Soon after the wakeup of the RAK4260, the USART interface does not works properly, throwing garbage over the serial. The only way to overcome this issue is to apply a long delay of 2000 ms after the wakeup, then it works normally. But this fix is not ideal, since my device is battery powered, and every wasted millisecond counts.
Before sleep, I set all peripherals down, including USART, I2C, ADC, HAL_RADIO, RF SWITCH POWER (SKY133373 on PA28) and the TCX0 (on PB03). The sleep mode works fine, with just some few uA of consumption.
I wonder if there is some other peripheral missing initialization, or any other clock that must be always on, since I expected the wakeup to be much more fast.

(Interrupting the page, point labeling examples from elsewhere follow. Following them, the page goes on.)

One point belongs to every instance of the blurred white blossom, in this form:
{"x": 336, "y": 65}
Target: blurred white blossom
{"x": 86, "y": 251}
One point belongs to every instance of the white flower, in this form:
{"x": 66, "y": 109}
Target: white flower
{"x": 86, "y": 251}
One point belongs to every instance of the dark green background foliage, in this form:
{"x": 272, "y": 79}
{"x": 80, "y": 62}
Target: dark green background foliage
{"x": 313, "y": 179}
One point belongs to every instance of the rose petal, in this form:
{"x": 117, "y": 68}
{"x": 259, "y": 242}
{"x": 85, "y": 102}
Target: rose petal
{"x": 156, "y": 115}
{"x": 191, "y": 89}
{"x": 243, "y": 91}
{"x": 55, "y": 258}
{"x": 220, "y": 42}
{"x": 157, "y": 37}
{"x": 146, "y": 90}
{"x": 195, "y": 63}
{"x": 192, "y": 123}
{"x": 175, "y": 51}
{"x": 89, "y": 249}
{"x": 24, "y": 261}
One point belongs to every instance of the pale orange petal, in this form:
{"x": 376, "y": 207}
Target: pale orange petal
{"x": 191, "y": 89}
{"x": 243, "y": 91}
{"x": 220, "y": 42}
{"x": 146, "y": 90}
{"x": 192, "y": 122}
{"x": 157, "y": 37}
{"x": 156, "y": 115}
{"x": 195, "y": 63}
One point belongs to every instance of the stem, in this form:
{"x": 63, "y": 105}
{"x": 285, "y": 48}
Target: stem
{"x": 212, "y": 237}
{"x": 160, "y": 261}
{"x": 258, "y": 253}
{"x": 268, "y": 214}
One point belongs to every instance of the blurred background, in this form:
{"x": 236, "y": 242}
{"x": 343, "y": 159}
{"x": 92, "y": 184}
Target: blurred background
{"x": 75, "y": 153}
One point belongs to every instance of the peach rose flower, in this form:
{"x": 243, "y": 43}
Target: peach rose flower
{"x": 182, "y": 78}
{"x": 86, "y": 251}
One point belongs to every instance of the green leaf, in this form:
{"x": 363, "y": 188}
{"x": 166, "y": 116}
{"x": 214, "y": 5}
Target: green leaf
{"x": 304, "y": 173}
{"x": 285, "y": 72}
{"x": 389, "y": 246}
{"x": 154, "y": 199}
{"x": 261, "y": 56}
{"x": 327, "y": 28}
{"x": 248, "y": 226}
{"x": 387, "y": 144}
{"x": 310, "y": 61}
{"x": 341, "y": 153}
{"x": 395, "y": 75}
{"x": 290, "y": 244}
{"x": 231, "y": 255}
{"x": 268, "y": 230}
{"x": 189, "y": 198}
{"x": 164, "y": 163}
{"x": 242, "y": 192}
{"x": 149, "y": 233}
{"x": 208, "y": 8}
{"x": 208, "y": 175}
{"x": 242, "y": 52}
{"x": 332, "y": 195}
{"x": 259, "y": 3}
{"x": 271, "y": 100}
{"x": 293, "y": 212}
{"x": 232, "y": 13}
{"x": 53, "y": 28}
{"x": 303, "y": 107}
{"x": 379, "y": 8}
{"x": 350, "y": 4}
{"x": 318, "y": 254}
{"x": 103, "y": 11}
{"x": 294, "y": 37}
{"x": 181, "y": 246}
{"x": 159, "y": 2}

We are using the RAK4260 module in our custom board. It contains some I2C and SPI peripherals, USART interface, and a NFC chip. You can see the pins used on attached image.
The firmware was initialized based on RAK4260-LoRaNode-demo.
@beegee I think I found the problem here.
All the peripherals are using the main GCLK0 clock, generated by the DFLL.
The DFLL was feeded by the 32kHz clock generated from the XOSC32K oscillator.
But the XOSC32K was disabled during standby, so every wakeup it was necessary to wait for the STARTUP_TIME (65536 cycles, or 2 seconds).
Setting the CONF_CLOCK_XOSC32K_RUN_IN_STANDBY = true in “conf_clocks.h” solved the problem.